We can see that most of the kaggle users glibally are currently working in computer technology-based industry. Meanwhile in Indonesia, mostly are currently working in academic/ education. We can expect more Indonesians to enter technology-based industry

## Salary

In [None]:
df_Indonesia.Q25.value_counts().reindex(['$0-999', '1,000-1,999', '2,000-2,999', '3,000-3,999','4,000-4,999','5,000-7,499',
                               '7,500-9,999','10,000-14,999','15,000-19,999','20,000-24,999','25,000-29,999','30,000-39,999',
                               '40,000-49,999','50,000-59,999','60,000-69,999','70,000-79,999','80,000-89,999',
                               '90,000-99,999','100,000-124,999','125,000-149,999','150,000-199,999','200,000-249,999','250,000-299,999',
                               '300,000-499,999','$500,000-999,999','>$1,000,000']).plot(kind="bar")

In [None]:
df1.Q25.value_counts().reindex(['$0-999', '1,000-1,999', '2,000-2,999', '3,000-3,999','4,000-4,999','5,000-7,499',
                               '7,500-9,999','10,000-14,999','15,000-19,999','20,000-24,999','25,000-29,999','30,000-39,999',
                               '40,000-49,999','50,000-59,999','60,000-69,999','70,000-79,999','80,000-89,999',
                               '90,000-99,999','100,000-124,999','125,000-149,999','150,000-199,999','200,000-249,999','250,000-299,999',
                               '300,000-499,999','$500,000-999,999','>$1,000,000']).plot(kind="bar")

From the chart above we can see that the salary for data scientist in both Indonesia and globally is mostly $0-999. This shows that even the salary in Indonesia is quite promising and competitive

## Course


In [None]:
languages = ['Cousera','edX',"Kaggle Learn Courses",'DataCamp','Fast.ai','Udacity',"Udemy","LinkedIn Learning","Cloud","University Courses","None"]
coursera=df_Indonesia.Q40_Part_1.value_counts()[0]
edx= df_Indonesia.Q40_Part_2.value_counts()[0]
klc=df_Indonesia.Q40_Part_3.value_counts()[0]
dc=df_Indonesia.Q40_Part_4.value_counts()[0]
fa =df_Indonesia.Q40_Part_5.value_counts()[0]
udacity = df_Indonesia.Q40_Part_6.value_counts()[0]
udemy=df_Indonesia.Q40_Part_7.value_counts()[0]
ll = df_Indonesia.Q40_Part_8.value_counts()[0]
cc = df_Indonesia.Q40_Part_9.value_counts()[0]
uc = df_Indonesia.Q40_Part_10.value_counts()[0]
none = df_Indonesia.Q40_Part_11.value_counts()[0]
values_3 = [coursera,edx,klc,dc,fa,udacity,udemy,ll,cc,uc,none]
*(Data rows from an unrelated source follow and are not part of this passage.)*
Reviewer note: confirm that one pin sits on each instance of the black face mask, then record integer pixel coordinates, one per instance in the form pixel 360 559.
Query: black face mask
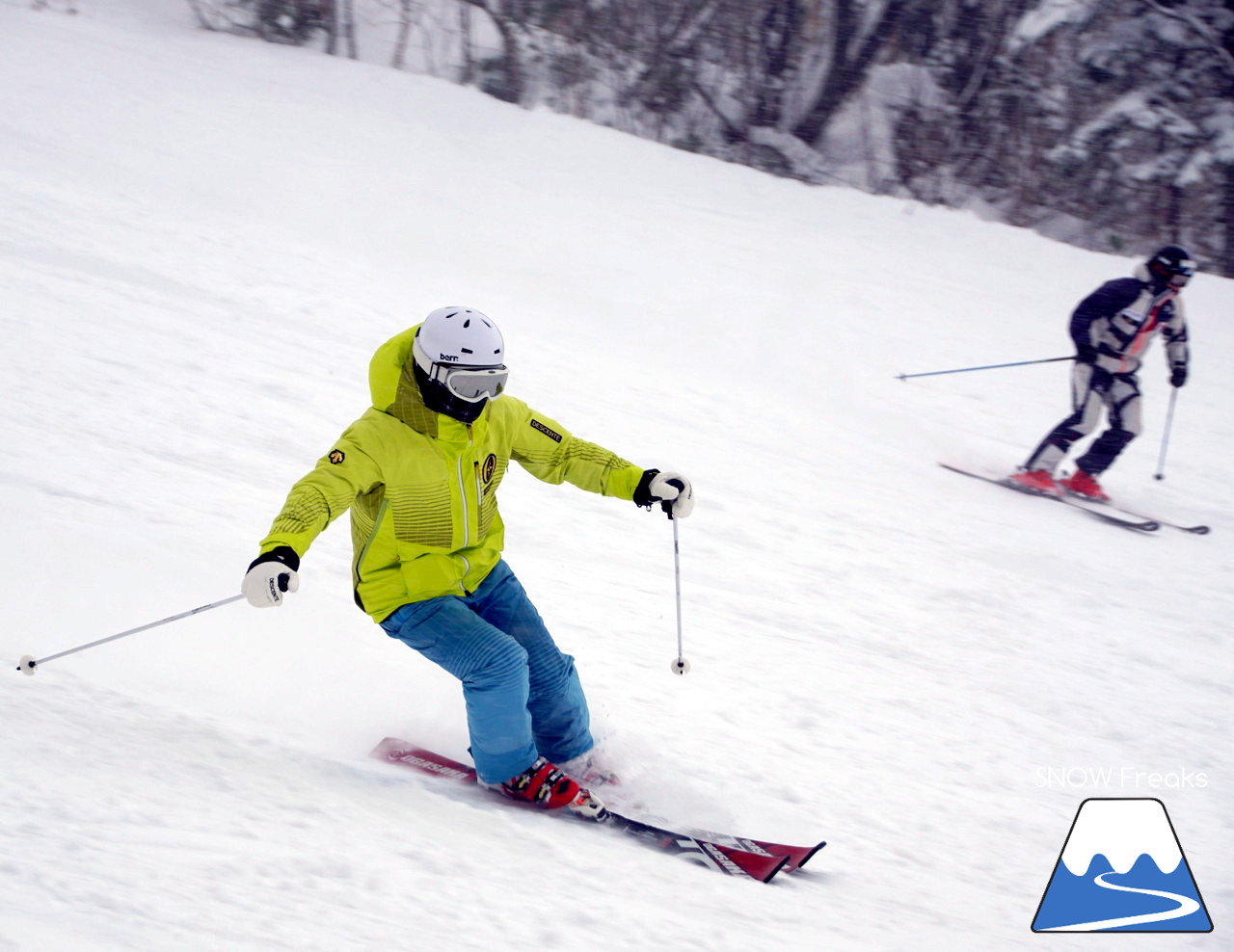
pixel 440 400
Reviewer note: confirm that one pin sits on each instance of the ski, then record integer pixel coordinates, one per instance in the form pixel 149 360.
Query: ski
pixel 1194 529
pixel 736 856
pixel 1106 516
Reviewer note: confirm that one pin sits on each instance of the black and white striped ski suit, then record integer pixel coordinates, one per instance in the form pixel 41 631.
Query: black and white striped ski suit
pixel 1112 330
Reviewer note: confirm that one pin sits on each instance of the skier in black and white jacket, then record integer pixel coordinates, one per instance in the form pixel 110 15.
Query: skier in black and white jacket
pixel 1112 330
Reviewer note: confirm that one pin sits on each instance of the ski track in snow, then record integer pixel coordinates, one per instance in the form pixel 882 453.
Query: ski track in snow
pixel 1186 907
pixel 205 239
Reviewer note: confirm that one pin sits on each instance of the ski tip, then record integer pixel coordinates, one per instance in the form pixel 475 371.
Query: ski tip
pixel 775 868
pixel 807 858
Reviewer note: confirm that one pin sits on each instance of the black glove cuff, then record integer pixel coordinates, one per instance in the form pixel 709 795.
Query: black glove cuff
pixel 284 554
pixel 643 490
plt.bar(languages,values_3)
plt.xticks(rotation=90)
plt.title("Regulary Used Course in Indonesia")

In [None]:
languages = ['Cousera','edX',"Kaggle Learn Courses",'DataCamp','Fast.ai','Udacity',"Udemy","LinkedIn Learning","Cloud","University Courses","None"]
coursera=df1.Q40_Part_1.value_counts()[0]
edx= df1.Q40_Part_2.value_counts()[0]
klc=df1.Q40_Part_3.value_counts()[0]
dc=df1.Q40_Part_4.value_counts()[0]
fa =df1.Q40_Part_5.value_counts()[0]
udacity = df1.Q40_Part_6.value_counts()[0]
udemy=df1.Q40_Part_7.value_counts()[0]
ll = df1.Q40_Part_8.value_counts()[0]
cc = df1.Q40_Part_9.value_counts()[0]
uc = df1.Q40_Part_10.value_counts()[0]
none = df1.Q40_Part_11.value_counts()[0]
values_4 = [coursera,edx,klc,dc,fa,udacity,udemy,ll,cc,uc,none]

plt.bar(languages,values_4)
plt.xticks(rotation=90)
plt.title("Regulary Used Course Globally")
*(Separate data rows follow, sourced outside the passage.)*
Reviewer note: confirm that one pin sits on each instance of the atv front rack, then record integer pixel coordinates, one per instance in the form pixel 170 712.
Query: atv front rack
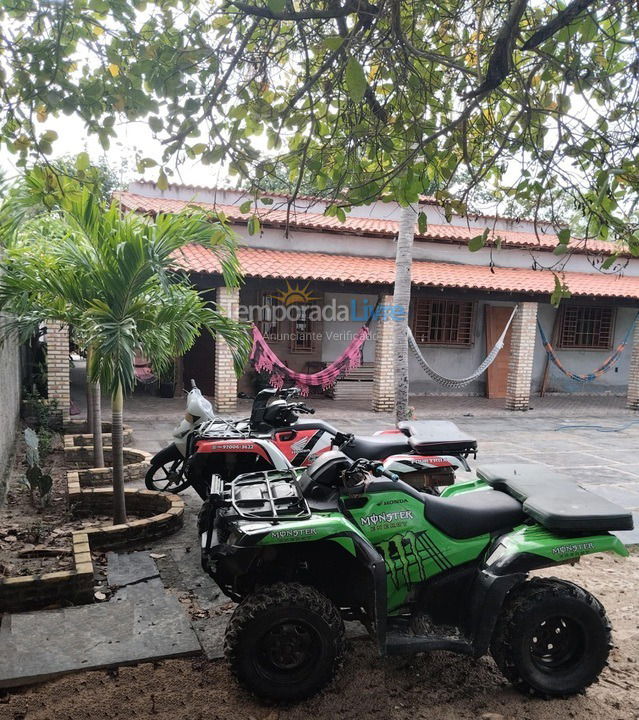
pixel 269 495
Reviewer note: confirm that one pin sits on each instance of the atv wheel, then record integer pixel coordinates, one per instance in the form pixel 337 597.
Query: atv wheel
pixel 166 473
pixel 285 642
pixel 552 638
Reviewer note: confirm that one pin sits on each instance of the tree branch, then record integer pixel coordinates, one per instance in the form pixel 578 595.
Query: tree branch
pixel 561 19
pixel 501 58
pixel 335 11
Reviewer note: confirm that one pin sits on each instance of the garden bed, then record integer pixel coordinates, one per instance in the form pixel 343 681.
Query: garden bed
pixel 76 433
pixel 47 553
pixel 136 463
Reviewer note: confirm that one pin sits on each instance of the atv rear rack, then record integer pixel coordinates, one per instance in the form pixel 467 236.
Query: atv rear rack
pixel 269 495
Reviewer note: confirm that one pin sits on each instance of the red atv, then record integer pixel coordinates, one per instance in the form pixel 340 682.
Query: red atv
pixel 423 453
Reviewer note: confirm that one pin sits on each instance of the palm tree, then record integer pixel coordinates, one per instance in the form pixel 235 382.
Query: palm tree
pixel 112 276
pixel 401 299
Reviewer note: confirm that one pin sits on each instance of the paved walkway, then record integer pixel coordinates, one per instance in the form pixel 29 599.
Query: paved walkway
pixel 148 618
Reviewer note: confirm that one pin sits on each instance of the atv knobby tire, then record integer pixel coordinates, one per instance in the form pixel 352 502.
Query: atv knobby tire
pixel 285 641
pixel 552 638
pixel 170 458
From the chart above, we can see that Kaggle Learn Courses is the most popular platform in Indonesia among the new learners for Data science related courses menwhile Coursera is the most popular platform globally.

## Tools

In [None]:
sns.countplot(y="Q41",palette = 'muted',data=df_Indonesia)

In [None]:
sns.countplot(y="Q41",palette = 'muted',data=df1)

From the chart above, Indonesians seem to prefer basic statistical software to perform their primary data analysis meanwhile people globally also use local development environments (RStudio, jupyterlab, etc) as their primary tools.

This shows that data scientist in Indonesia have to improve their skill in order to compete globally.